I have been ignoring you. I have been in a rut, overrun by obligations and responsibilities to think much about you or anybody beyond the realms of my routine. For this I apologise, as I cherish our correspondence like old friends catching up for the first time over dinner and wine after a long time apart. I hope you do not take my tardiness personally.
Thank you for constantly reminding me to reflect on myself and how I feel in the world. Perhaps that is why I have taken so long to write to you July because in all honesty, I am sitting at a crossroads and I think I have been experiencing denial.
By no means am I insinuating that my life is in shambles or that I am experiencing a significant crisis in which I feel discontent about the world at large.

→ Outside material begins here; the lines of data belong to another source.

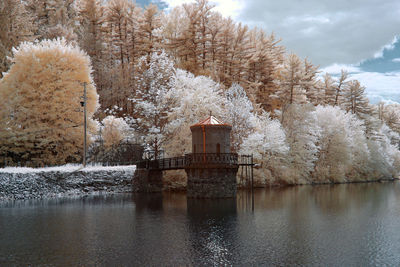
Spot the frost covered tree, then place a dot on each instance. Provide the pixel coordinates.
(52, 19)
(41, 117)
(267, 142)
(340, 86)
(192, 99)
(114, 130)
(390, 114)
(354, 99)
(152, 103)
(15, 27)
(291, 89)
(328, 85)
(343, 154)
(301, 134)
(310, 82)
(240, 113)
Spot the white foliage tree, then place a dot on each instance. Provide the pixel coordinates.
(240, 114)
(343, 153)
(42, 92)
(267, 143)
(154, 80)
(302, 134)
(114, 130)
(192, 98)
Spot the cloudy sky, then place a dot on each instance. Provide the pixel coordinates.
(359, 35)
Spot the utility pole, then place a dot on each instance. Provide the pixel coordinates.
(84, 123)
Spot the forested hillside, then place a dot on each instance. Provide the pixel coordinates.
(156, 73)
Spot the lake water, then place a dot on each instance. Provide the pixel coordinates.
(340, 225)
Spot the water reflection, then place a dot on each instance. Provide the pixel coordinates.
(210, 224)
(342, 225)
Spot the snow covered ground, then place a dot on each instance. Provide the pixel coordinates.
(25, 183)
(67, 168)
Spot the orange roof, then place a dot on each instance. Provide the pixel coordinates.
(211, 121)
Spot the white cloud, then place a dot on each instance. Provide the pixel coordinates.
(228, 8)
(337, 68)
(390, 46)
(327, 31)
(380, 86)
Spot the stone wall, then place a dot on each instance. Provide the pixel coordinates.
(55, 183)
(211, 182)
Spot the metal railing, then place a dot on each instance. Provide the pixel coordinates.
(212, 158)
(199, 159)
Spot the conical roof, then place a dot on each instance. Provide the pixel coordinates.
(210, 121)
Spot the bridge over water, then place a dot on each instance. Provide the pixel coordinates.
(210, 174)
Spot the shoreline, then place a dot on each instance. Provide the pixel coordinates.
(73, 180)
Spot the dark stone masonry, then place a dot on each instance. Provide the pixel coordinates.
(48, 184)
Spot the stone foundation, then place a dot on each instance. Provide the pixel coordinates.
(147, 181)
(211, 182)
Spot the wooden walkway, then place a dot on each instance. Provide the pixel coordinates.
(188, 160)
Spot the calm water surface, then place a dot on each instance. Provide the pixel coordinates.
(341, 225)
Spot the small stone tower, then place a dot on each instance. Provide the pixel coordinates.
(211, 168)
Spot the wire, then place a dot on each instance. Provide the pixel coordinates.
(43, 130)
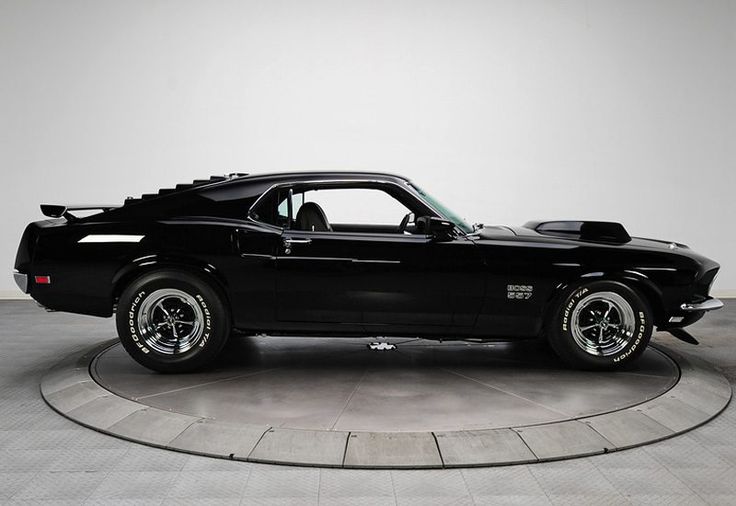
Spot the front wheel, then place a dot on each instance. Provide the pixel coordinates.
(172, 321)
(600, 325)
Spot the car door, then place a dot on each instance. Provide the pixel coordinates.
(387, 281)
(416, 283)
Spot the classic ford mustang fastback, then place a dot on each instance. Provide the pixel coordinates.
(352, 254)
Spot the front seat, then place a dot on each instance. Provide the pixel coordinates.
(311, 217)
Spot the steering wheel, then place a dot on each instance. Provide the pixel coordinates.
(404, 223)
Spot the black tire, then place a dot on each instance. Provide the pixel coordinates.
(150, 331)
(600, 325)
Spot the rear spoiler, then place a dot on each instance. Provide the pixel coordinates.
(60, 210)
(597, 231)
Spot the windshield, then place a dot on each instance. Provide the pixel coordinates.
(436, 204)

No, I am learning albeit slowly, how to live my life surrounded by seemingly unending uncertainty, like driftwood being thrashed by the waves of the wild sea.
I yearn for idle, quiet time alone where the world hangs still, except for the soft brushes of overgrown grass and the gossiping howls of wind which remind me that I am alive.
I think of places where I feel small and my aspirations aren't about my place in society.
These escapist thoughts are my own denial of the perception of my current state in which I live my "normal" life. I have been working full-time for 18 months now and constantly pushed myself outside of work to grow through volunteering. I have also had to start figuring out what my next steps for my own career and my home as well, which has left seldom time for my own rest.
It took two weeks of obsessing over why I kept thinking I was a fragile droplet of water hanging from a shower-head, waiting to fall and break upon collision with the neglected shower floor to realise that I was exhausted and burnt out.
I feel it is likely now that my bleak, existential, hyper-self-aware thoughts and terrible shower-head life metaphors are of concern to you. To that I say thank you and I appreciate your concern but there is no need.
These are thoughts which don't make it into everyday conversations, but they are thoughts which happen for most people, particularly reflective types like me. It is socially undesirable and unacceptable to show sadness now, especially online, without a giant life-changing event being the cause. This dehumanises sadness and consequently we end up internalising it, questioning why we feel this way when everyone else has portrayed their life glamorously online.
I feel sad because I am in my early 20's; I am finding my own place in this world and it is especially hard when simultaneously you are dealing with many life events - heartwarming and heartbreaking - for the first time as an independent person.
Sometimes all we all need a reminder to be compassionate to ourselves; to be unafraid of acknowledging sadness as a pedestrian part of life. Being sad does not mean I am unable to experience moments of joy or appreciate the beauty of my natural surroundings. On the contrary, I have been on more adventures away than ever to places I have always wanted to explore which have been calming, reinvigorating and helped me feel somewhat stable for extended periods.
Right now I am lying down in a valley; learning from loss; healing from pain; resting my soul; regaining my sanity before I stir myself back into climbing the hill of life again. I am sad July, but I know I will be okay in the end.
I hope you have been well July. I will write to you again about some of the beautiful things I have seen recently before you go.